The runtime behavior ended up being one of the better decisions. The web app loads quickly using existing data from blob storage, then triggers the function to refresh it. The function queries Sentinel, enriches the data, writes it back, and then shuts down when not in use. It keeps costs down while still feeling responsive.
Looking back, the hardest part was not Azure, not security, not even the architecture. It was managing the interaction with the LLM itself.
Vibe coding works. It expands what I can build and how quickly I can get there, especially when working across multiple technologies. But it is not free, and it is not always efficient. There were moments where a complex feature came together in minutes, followed by hours spent fixing something that should have been simple. There were long prompt sessions, repeated iterations, and more than a few cycles that felt like burning compute for very little forward progress. Over the course of roughly 80 to 100 hours and more than 500 commits, the project slowly took shape. I would not be surprised if a small rainforest paid the price for this project.

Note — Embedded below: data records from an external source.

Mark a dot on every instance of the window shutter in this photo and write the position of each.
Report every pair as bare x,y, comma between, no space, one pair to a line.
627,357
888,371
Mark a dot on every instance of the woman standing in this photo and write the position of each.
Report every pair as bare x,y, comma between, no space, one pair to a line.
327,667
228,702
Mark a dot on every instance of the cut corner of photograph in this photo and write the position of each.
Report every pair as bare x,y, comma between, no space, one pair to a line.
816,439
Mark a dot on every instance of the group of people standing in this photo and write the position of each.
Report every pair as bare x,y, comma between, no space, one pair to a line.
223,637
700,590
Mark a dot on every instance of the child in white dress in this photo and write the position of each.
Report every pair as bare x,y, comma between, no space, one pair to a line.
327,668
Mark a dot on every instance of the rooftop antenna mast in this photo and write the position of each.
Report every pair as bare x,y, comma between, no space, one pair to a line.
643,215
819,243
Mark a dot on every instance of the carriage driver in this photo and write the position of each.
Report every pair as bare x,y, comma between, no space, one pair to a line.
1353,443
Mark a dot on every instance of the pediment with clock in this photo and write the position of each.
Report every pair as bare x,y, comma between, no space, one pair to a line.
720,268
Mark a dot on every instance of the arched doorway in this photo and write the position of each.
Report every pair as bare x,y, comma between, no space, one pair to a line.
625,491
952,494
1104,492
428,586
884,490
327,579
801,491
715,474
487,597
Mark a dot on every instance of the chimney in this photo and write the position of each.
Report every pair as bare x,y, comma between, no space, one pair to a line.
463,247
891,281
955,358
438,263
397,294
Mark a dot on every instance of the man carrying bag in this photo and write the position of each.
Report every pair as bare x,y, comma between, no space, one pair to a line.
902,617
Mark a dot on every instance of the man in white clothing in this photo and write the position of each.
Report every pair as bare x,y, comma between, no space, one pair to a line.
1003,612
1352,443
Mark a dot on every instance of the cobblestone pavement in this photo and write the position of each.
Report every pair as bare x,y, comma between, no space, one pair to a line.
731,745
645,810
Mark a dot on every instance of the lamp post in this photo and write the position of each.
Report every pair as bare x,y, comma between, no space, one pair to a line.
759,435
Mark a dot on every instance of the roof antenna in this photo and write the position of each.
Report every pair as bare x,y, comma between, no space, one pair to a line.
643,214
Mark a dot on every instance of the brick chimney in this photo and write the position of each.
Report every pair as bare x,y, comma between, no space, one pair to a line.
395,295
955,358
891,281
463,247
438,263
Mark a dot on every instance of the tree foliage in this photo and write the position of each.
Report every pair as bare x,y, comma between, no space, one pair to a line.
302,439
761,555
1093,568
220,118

Still, I would not go back.
Without it, I likely would have simplified the idea or never finished it at all. With it, I was able to push through unfamiliar areas, connect pieces that normally take much longer to learn, and build something that feels complete.
It is not about replacing the work. It is about changing how the work gets done. You are still responsible for the outcome. You just have a very capable, easily distracted partner helping you get there.